On fait alors, acte de venir, de s’y pencher, de s’y incliner, de goûter, de s’ouvrir. Peu à peu, les craintes de part et d’autre s’estompent.

Présents depuis que l’endroit s’est forgé, ces Mânes ont façonné le lieu. Elles s’y sont glissées, devenues pierre, arbre, eau, lave, brume… montagne, mer. Autrefois, elles étaient déjà des Êtres avertis, participant et contribuant à la danse des étoiles. L’immense pureté de leur âme compose les grands paysages célèbres que la nature nous offre.

Désormais elles semblent assoupies dans une sage patience. Elles expireront un jour de même que leur habitat pour se fondre à nouveau dans l’immense gratitude imprégnant le tout.

Ne pourrions nous pas quand nous déambulons ici ou là, nous tenir à l’écoute d’une telle coïncidence. Cela peut être un arbre, une roche, un bord de rivière, un arbuste coincé entre deux bâtiments en béton, une cascade, voire une personne. Nous reviendrons régulièrement visiter, rendre hommage, faire plus ample connaissance et enfin sortir de ces visites guidées touristiques.

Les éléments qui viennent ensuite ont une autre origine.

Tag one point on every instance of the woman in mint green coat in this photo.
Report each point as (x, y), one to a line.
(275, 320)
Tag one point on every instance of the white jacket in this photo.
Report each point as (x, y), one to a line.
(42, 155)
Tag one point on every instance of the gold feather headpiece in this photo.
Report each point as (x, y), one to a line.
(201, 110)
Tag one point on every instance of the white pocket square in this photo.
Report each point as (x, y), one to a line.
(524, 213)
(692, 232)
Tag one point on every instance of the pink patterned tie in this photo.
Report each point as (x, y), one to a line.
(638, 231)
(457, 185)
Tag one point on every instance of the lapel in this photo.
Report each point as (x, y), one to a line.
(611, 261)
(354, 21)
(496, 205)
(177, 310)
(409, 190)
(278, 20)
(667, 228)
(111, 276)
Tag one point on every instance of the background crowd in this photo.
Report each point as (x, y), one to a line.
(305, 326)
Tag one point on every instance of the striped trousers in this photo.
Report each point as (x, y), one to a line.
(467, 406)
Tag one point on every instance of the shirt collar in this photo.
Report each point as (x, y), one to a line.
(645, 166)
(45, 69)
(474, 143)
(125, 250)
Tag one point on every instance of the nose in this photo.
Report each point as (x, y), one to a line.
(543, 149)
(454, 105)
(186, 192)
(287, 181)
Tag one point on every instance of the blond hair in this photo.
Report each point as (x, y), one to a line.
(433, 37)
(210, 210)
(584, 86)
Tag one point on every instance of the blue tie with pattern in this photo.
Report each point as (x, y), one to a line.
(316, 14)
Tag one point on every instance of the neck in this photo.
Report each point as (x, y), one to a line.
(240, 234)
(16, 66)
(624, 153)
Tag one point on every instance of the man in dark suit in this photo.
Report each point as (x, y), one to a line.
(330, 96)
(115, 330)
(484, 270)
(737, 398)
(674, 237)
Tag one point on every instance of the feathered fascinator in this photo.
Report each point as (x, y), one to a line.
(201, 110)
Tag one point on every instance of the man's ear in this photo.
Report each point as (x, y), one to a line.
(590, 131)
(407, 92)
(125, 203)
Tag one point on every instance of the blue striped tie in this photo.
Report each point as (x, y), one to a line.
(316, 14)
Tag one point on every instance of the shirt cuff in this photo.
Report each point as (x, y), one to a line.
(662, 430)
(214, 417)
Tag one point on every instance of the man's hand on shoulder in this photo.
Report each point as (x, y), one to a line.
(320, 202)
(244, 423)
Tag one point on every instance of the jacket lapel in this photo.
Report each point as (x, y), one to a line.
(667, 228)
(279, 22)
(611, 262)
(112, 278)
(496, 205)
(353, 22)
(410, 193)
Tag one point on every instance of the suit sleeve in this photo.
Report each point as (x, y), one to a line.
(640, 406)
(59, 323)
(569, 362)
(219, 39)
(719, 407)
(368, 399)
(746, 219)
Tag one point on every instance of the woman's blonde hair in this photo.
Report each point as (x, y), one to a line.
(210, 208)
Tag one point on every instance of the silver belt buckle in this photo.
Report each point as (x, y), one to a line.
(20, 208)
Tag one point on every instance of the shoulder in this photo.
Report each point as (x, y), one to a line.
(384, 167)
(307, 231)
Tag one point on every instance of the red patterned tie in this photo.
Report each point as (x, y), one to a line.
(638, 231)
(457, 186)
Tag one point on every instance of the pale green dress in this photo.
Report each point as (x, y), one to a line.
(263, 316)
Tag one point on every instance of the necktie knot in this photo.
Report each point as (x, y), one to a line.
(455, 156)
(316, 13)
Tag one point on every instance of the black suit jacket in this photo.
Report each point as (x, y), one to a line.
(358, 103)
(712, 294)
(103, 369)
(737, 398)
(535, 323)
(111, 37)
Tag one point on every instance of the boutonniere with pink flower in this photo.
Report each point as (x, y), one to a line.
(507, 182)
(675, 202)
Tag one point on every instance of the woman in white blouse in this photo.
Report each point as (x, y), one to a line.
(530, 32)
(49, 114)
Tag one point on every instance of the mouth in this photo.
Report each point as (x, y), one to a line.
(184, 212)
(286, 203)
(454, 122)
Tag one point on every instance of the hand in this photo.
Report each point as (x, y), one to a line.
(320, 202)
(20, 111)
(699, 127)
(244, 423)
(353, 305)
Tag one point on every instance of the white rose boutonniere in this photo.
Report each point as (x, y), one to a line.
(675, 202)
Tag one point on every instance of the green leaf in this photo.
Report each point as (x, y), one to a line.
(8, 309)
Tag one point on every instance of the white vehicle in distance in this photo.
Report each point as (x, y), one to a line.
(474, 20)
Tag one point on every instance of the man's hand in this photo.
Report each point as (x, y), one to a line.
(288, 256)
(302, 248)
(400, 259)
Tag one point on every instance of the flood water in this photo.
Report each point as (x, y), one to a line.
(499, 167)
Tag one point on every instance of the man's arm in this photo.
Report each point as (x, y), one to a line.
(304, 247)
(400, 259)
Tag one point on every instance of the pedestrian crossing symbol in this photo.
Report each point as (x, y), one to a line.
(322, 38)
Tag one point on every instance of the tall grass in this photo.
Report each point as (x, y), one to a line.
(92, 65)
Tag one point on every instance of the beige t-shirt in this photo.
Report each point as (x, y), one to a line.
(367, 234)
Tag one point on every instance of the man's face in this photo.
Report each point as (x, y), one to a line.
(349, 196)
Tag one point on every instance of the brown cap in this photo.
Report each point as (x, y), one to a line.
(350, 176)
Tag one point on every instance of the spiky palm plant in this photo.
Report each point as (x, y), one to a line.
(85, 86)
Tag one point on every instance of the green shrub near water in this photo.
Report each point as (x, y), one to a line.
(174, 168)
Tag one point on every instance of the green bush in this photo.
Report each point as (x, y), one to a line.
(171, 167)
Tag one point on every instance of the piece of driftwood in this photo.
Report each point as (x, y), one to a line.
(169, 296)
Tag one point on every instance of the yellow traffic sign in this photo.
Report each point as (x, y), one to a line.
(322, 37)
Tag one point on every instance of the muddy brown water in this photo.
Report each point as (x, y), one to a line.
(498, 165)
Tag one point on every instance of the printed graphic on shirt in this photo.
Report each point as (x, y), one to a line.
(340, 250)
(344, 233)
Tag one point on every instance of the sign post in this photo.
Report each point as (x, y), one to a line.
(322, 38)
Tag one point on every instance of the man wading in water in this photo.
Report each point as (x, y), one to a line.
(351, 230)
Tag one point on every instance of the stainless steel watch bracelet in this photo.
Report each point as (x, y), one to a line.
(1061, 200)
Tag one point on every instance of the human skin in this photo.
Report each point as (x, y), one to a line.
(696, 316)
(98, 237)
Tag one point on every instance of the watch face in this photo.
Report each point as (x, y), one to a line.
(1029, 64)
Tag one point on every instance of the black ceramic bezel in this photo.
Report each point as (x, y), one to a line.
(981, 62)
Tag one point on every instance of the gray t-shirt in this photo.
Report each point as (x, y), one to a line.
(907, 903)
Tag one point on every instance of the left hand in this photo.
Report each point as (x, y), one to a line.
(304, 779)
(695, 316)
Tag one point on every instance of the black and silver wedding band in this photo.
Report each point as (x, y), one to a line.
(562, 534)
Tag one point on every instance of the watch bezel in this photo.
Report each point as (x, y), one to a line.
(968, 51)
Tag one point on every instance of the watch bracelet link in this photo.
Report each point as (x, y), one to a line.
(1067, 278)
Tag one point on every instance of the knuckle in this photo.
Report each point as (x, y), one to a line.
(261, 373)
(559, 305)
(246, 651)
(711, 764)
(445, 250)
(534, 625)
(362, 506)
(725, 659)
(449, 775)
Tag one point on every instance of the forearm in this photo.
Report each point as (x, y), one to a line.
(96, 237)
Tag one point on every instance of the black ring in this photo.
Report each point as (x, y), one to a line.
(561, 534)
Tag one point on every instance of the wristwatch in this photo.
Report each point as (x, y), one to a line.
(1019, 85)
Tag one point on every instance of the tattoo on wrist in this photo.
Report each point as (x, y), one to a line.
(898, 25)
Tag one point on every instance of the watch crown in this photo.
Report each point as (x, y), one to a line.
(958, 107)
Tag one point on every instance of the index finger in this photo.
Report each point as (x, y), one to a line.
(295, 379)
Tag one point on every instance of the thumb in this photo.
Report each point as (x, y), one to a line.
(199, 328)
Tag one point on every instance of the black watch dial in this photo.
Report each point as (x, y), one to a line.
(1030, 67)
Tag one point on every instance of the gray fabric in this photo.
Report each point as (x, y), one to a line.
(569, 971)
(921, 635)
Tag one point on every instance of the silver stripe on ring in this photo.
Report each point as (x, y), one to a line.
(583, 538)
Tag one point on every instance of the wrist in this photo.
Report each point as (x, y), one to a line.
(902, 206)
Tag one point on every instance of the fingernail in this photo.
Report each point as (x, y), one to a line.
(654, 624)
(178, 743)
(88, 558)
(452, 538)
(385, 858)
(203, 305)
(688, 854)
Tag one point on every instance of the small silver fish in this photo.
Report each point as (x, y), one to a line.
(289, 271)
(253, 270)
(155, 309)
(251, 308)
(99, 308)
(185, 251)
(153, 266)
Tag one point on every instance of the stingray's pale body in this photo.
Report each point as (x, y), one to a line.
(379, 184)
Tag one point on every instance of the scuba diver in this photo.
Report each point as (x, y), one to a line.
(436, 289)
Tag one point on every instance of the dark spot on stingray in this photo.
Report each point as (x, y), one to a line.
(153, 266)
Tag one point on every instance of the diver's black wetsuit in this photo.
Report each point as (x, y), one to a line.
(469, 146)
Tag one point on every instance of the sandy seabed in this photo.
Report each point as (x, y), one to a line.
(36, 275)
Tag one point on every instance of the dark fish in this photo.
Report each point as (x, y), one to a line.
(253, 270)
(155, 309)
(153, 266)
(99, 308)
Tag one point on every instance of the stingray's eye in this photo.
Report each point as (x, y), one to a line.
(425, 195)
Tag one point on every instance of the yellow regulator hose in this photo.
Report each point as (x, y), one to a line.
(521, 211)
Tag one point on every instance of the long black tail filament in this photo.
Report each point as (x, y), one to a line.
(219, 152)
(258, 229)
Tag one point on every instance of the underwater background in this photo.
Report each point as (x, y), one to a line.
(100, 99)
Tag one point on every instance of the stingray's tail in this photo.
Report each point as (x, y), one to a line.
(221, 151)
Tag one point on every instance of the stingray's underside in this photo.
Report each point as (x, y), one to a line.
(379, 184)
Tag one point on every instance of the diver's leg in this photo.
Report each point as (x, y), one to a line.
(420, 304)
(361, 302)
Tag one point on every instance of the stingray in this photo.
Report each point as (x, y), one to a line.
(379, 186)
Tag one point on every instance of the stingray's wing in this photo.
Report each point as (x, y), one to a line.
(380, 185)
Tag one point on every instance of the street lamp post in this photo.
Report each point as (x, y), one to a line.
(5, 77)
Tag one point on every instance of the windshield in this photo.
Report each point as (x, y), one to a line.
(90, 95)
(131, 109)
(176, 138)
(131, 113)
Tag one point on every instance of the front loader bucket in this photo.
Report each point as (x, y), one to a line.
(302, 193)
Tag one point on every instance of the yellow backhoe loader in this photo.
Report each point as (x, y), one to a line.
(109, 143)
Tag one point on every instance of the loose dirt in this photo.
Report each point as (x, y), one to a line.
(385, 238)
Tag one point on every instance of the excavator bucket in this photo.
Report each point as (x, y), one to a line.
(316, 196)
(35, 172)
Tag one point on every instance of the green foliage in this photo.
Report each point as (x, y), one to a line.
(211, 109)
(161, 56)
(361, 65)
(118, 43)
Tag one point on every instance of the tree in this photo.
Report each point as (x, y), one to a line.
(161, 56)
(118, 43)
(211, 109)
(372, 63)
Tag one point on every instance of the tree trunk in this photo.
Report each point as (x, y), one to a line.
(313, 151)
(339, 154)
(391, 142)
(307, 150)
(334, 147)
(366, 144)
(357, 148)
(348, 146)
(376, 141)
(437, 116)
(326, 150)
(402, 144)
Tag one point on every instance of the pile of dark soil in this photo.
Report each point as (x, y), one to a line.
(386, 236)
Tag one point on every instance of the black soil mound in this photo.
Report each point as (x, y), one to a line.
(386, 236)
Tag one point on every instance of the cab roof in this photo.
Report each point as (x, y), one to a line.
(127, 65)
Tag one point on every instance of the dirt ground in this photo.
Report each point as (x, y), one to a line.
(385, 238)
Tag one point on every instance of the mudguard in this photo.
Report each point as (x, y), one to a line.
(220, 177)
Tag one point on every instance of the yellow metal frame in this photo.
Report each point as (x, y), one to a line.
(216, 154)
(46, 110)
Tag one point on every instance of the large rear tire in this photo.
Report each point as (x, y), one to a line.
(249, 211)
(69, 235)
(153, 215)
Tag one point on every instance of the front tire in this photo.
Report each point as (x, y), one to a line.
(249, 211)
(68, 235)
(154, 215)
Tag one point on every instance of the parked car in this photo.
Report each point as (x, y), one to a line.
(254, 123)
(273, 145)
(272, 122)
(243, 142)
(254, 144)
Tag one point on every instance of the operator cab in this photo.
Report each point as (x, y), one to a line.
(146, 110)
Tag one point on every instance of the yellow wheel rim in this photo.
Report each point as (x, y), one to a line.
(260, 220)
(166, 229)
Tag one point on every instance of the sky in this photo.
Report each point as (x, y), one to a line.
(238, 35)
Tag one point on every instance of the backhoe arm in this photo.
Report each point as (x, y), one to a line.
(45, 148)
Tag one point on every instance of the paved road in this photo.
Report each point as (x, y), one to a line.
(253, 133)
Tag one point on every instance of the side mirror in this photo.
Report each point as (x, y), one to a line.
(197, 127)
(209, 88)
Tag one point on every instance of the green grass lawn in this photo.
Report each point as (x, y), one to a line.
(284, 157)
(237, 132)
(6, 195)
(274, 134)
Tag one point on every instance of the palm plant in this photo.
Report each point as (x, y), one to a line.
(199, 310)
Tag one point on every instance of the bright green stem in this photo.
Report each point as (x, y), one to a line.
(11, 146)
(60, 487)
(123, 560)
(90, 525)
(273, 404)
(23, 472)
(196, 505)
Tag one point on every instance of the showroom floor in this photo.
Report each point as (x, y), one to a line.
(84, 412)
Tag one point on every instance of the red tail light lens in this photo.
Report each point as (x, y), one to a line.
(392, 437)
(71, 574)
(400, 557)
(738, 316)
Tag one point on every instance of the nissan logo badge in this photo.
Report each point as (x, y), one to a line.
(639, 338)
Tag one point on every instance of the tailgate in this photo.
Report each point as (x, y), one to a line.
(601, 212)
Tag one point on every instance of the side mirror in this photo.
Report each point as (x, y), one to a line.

Désormais, les projets matérialistes de la vie de tous les jours ont tristement remplacé passion et émerveillement. La peur et l’avidité suintent. L’éclat des yeux, reflet de notre enthousiasme se ternit, devient fuyant et retenu ou défiant et provocateur.

La beauté intérieure qui nous fut léguée à la naissance s’estompe, se raréfie, pâlit.

On s’engage dans une pratique noble avec cet esprit de consommation à la mode. Elle ne dépendra plus que de nos envies, de nos humeurs.

« LA » soutenir comme un bien précieux pour le monde environnant est totalement absent et ne figure pas dans nos réflexions, nos intuitions. Eloignée de nos idéaux, tout revient obsessionnellement à soi-même.

On pratique quelques années puis on quitte avec désinvolture, on fait une pause, convaincu de son bon droit. Oui bien sûr, on peut être malade, blessé, triste, déçu, sans le sou, mais pourquoi se remplir de cette émotion du moment qui passe et qui s’impose, prenant le dessus en dictateur aveugle.

Soutenir, être relié, guérit, nous élève et ainsi dansent et chantent nos lumières intérieures. Désormais tout est cloisonné ; famille, partenaire, travail, loisirs, les choses aimées et celles haïes. Organisés en tiroirs, on passe de l’un à l’autre jouant son rôle adapté au créneau choisi.

La gratitude lumineuse imprègne chaque parcelle de la nature et nous en sommes remplie. Elle ne peut se cantonner à une étiquette, à une politesse sociale, à une humeur ou à un marchandage.

Alors quant on ne sait plus quoi dire, quant on ne sait plus comment partager, quand on est dans le doute, il nous reste toujours le Merci remplissant nos yeux, notre poitrine et nos dire.

Reconnaître cela, l’exprimer, demeure sans nul doute la transformation la plus édifiante que notre pratique peut nous offrir.